The enormous success of Gardel's presentations and the criollo flavor of his programs were due, to a great extent, to Francisco Vagnoni. It was imperative that we treated this man with all the deference; which was not difficult at all, given his pleasant personality.
Notes
Francisco (Frank) Vagnoni is a bit of a mystery. On September 23, 1925, Vagnoni (a violinist) arrived in New York from Uruguay in the company of Abraham Thevenet (pianist) and Doroteo Andrada (violinist). In his immigration papers he declared that he had been to New York in 1921, but we found no record of that entry (did he come via Tampa?). Thevenet and others in the group used Mariani as reference.
We speculate they were summoned by Mariani to record with his Orquesta Típica for Gennet Records.
There were not that many opportunities for recording Tango after 1926, so Mariani went to work for Radio. He became one of the top orchestra directors in the roster of NBC, and starting in early 1927 he appeared many times on the Blue Network (WEAF, WJZ and others). A few months after Mariani's first public performance on radio, and for a couple of years, Frank Vagnoni was conducting for NBC too. Since 1929 Victor and NBC were part of the Radio Corporation of America (RCA), the airwaves had become the dominant medium for music distribution. The evidence points to a solid relationship between Mariani and Vagnoni, but we do not know who was working for who or when. The fact that Tucci dedicates an entire chapter of his memoir to Vagnoni seems to indicate that Vagnoni was the bigger fish, and that he brought Tucci to lead the orchestra that played on movies and recorded with Gardel with Mariani's blessing. Vagnoni went on to work for NBC and ABC and was an executive of some prominance for more than 20 years, but he is never mentioned among the musicians that played with Gardel.

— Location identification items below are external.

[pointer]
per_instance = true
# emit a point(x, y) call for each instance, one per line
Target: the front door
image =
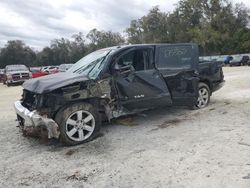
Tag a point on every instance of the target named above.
point(138, 83)
point(179, 66)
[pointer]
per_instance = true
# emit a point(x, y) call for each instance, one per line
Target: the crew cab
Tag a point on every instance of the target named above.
point(116, 81)
point(16, 74)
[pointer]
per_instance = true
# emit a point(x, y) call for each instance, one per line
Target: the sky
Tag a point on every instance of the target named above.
point(38, 22)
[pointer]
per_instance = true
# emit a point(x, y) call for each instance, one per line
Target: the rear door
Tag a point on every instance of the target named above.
point(179, 66)
point(138, 83)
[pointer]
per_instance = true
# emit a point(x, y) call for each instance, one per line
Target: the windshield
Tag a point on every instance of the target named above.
point(16, 68)
point(90, 65)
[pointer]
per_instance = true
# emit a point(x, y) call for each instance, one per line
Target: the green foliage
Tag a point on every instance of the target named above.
point(217, 26)
point(213, 24)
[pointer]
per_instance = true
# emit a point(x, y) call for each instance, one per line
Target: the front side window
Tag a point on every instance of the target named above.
point(175, 57)
point(139, 59)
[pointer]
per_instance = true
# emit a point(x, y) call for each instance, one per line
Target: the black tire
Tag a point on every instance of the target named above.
point(203, 86)
point(64, 114)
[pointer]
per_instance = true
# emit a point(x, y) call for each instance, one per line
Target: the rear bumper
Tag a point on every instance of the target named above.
point(29, 119)
point(218, 85)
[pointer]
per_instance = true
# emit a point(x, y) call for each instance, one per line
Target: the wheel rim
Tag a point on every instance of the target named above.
point(80, 125)
point(203, 97)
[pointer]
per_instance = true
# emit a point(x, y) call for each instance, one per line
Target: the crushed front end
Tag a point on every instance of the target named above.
point(31, 116)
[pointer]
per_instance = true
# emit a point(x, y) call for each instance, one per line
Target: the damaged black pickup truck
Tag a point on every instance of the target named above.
point(116, 81)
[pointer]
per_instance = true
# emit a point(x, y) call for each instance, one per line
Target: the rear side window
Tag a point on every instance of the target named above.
point(175, 57)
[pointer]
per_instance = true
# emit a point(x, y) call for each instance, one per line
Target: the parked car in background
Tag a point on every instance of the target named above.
point(36, 72)
point(236, 61)
point(16, 74)
point(116, 81)
point(64, 67)
point(245, 60)
point(1, 74)
point(50, 69)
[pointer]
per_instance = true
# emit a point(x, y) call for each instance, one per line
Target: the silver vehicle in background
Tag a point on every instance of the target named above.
point(64, 67)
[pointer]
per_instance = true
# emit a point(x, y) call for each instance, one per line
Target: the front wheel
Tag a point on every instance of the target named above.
point(78, 123)
point(204, 96)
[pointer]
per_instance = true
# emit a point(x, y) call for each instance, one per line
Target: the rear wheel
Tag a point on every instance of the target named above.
point(204, 96)
point(78, 123)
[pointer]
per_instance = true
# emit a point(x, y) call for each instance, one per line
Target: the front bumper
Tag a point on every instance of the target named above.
point(29, 119)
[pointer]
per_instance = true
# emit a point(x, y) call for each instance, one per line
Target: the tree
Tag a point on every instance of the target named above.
point(102, 39)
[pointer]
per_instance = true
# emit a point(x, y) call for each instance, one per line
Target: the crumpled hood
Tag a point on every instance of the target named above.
point(51, 82)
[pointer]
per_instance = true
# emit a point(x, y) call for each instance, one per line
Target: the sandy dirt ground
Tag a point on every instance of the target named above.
point(171, 147)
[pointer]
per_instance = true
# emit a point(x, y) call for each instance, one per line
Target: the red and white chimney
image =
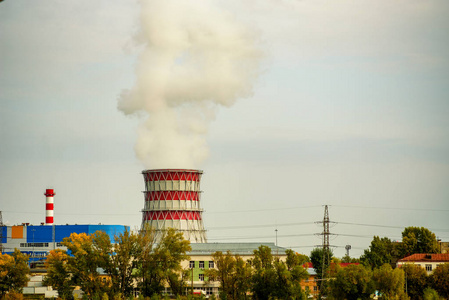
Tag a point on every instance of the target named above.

Tucci names the musicians he directed in the 13 Gardel recordings he directed, two in August 1934, the rest in March 1935. Remo Bolognini was there of course, in the company of Joseph Kahn, Osvaldo Mazzuchi and Rafael Galindo, all men of the New York Philharmonic under Arturo Toscanini. Mazzuchi, a cellist, was from Uruguay, and was in New York since at least 1919, and in the New York Philharmonic since 1925. Galindo, a violinist, was from Mexico, the son of a notable cellist. He was educated in France and came to New York from Madrid in 1927.
In 1926, at 18 years of age, Joe Biviano was discovered by an NBC executive playing the accordion in the Staten Island Ferry. He was the go-to accordion player at NBC for years, and we think he played with Mariani since 1928.
Tucci does not mention violinist Horacio Zito, listed by the DAHR in a handful of iconic Gardel recordings like Volver. Zito, also from Uruguay and a friend of Mariani, was in New York since 1928, and recorded for Brunswick in 1931/1932. When Gardel arrived in New York, Zito's Poema Orchestra was playing regularly at a Thé Dansant in the Empire Room of the Waldorf Astoria Hotel (as did the orchestras of Xavier Cugat and Enric Madriguera, while Ramón and Rosita danced). One open question is whether Zito's Orchestra was really Mariani's old Típica.